Embora o simples ato de pensar não configure crime, a materialização desse pensamento em atos preparatórios ou em conversas que fomentem ações ilícitas pode ultrapassar a barreira do aceitável, gerando consequências legais.
No direito penal, o que é punível são ações ou omissões que configuram um fato típico, ilícito e culpável. Ou seja, somente quando a pessoa age (ou deixa de agir, nos casos em que era seu dever agir) é que o direito penal pode intervir.
Por exemplo:
O pensamento é considerado algo interno e subjetivo, que não afeta outras pessoas nem a ordem pública. Assim, ele não é passível de punição.

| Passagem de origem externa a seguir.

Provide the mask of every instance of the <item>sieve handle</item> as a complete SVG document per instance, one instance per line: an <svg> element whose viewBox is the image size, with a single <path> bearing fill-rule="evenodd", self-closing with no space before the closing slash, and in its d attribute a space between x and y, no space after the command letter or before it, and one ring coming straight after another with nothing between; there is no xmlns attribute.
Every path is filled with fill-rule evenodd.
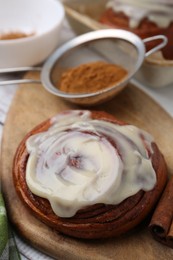
<svg viewBox="0 0 173 260"><path fill-rule="evenodd" d="M156 35L156 36L152 36L146 39L143 39L143 43L145 44L146 42L151 42L151 41L155 41L155 40L162 40L162 42L157 45L156 47L154 47L153 49L147 51L145 53L145 57L148 57L149 55L153 54L156 51L159 51L160 49L162 49L163 47L166 46L166 44L168 43L168 39L166 36L164 35Z"/></svg>
<svg viewBox="0 0 173 260"><path fill-rule="evenodd" d="M20 68L6 68L0 69L0 76L8 73L28 72L28 71L41 71L40 67L20 67ZM13 85L13 84L26 84L26 83L41 83L36 79L12 79L12 80L0 80L0 86Z"/></svg>

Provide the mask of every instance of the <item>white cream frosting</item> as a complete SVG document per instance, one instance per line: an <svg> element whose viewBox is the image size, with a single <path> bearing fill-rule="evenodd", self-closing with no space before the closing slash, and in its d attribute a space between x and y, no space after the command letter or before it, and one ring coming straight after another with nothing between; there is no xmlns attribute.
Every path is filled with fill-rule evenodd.
<svg viewBox="0 0 173 260"><path fill-rule="evenodd" d="M156 184L141 137L152 154L152 137L135 126L93 120L87 110L61 113L26 142L27 185L60 217L96 203L119 204Z"/></svg>
<svg viewBox="0 0 173 260"><path fill-rule="evenodd" d="M172 0L110 0L107 8L126 14L131 28L138 27L145 17L161 28L168 27L173 21Z"/></svg>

Quando esse pensamento se transforma em uma ação concreta, que é proibida pelo direito, aí pode haver punição, mesmo que a pessoa não tenha conseguido concretizar todo o seu objetivo criminoso.
Exceção:
De regra, ato preparatório não é punível criminalmente, mas podem existir crimes que punem esses atos de forma autônoma, como é o caso daquele que porta ilegalmente uma arma de fogo para cometer um homicídio, mas é pego antes de encontrar a vítima e efetuar o disparo.
No caso do relatório da Polícia Federal, entendeu-se que houve os crimes de tentativa de abolir o Estado Democrático de Direito (art. 359-L do Código Penal), tentativa de depor, com violência ou grave ameaça, governo legitimamente constituído (art. 359-M do Código Penal) e organização criminosa (art. 2°da Lei n° 12.850/2013), pois foi apontado um plano sendo colocado em prática, já que a viagem do ex-presidente aos Estados Unidos na véspera do fim de seu mandato fazia parte do planejamento. Perceba-se que o enquadramento legal não é por pensar no crime, mas por ter executado atos que fariam parte de uma tentativa de abolir o Estado Democrático e depor o governo.
Se a pessoa apenas contar que está pensando em cometer um crime, isso, por si só, também não é crime. No direito penal brasileiro, não se pune meros pensamentos ou palavras, exceto quando essas palavras configuram um ato ilícito por si mesmas.
Por exemplo:
Confessar um pensamento criminal: Se a pessoa diz a outra que pensa em cometer um crime, isso não configura crime. O direito penal exige que haja uma ação concreta ou, no mínimo, um preparo direto para o crime.
Incitação ao crime (art. 286 do Código Penal): Se, ao falar sobre o pensamento, a pessoa tenta induzir ou incitar outra pessoa a cometer um crime, isso pode ser punível.
Ameaça (art. 147 do Código Penal): Se, ao expressar o pensamento, a pessoa dirige palavras que causem temor a alguém, como "Estou pensando em te machucar", isso pode ser configurado como crime de ameaça.
O direito penal brasileiro busca punir ações concretas que ultrapassam o limite do pensamento e configuram ameaça real ao bem-estar da sociedade. De regra, a conduta criminalizada é uma conduta consumada, ou seja, totalmente concluída, embora, na maioria dos casos, como é possível dividir os atos da execução do crime, seja possível punir a tentativa do crime com uma pena menor. Esse entendimento se aplica a quase todos os crimes, mas aqueles apontados pela Polícia Federal, no relatório final, criminalizam a tentativa de abolir o Estado Democrático e depor o governo (não o ato consumado), sendo uma exceção no sistema jurídico brasileiro.
Embora pensamentos ou confissões isoladas não sejam crime, o planejamento estruturado, a execução de atos preparatórios e as incitações podem transformar ideias em perigo iminente, merecendo atenção da lei. Casos como o investigado pela PF mostram a importância de diferenciar o que é mera especulação e o que representa um risco efetivo, reforçando o papel do sistema jurídico em proteger a ordem democrática e os direitos fundamentais.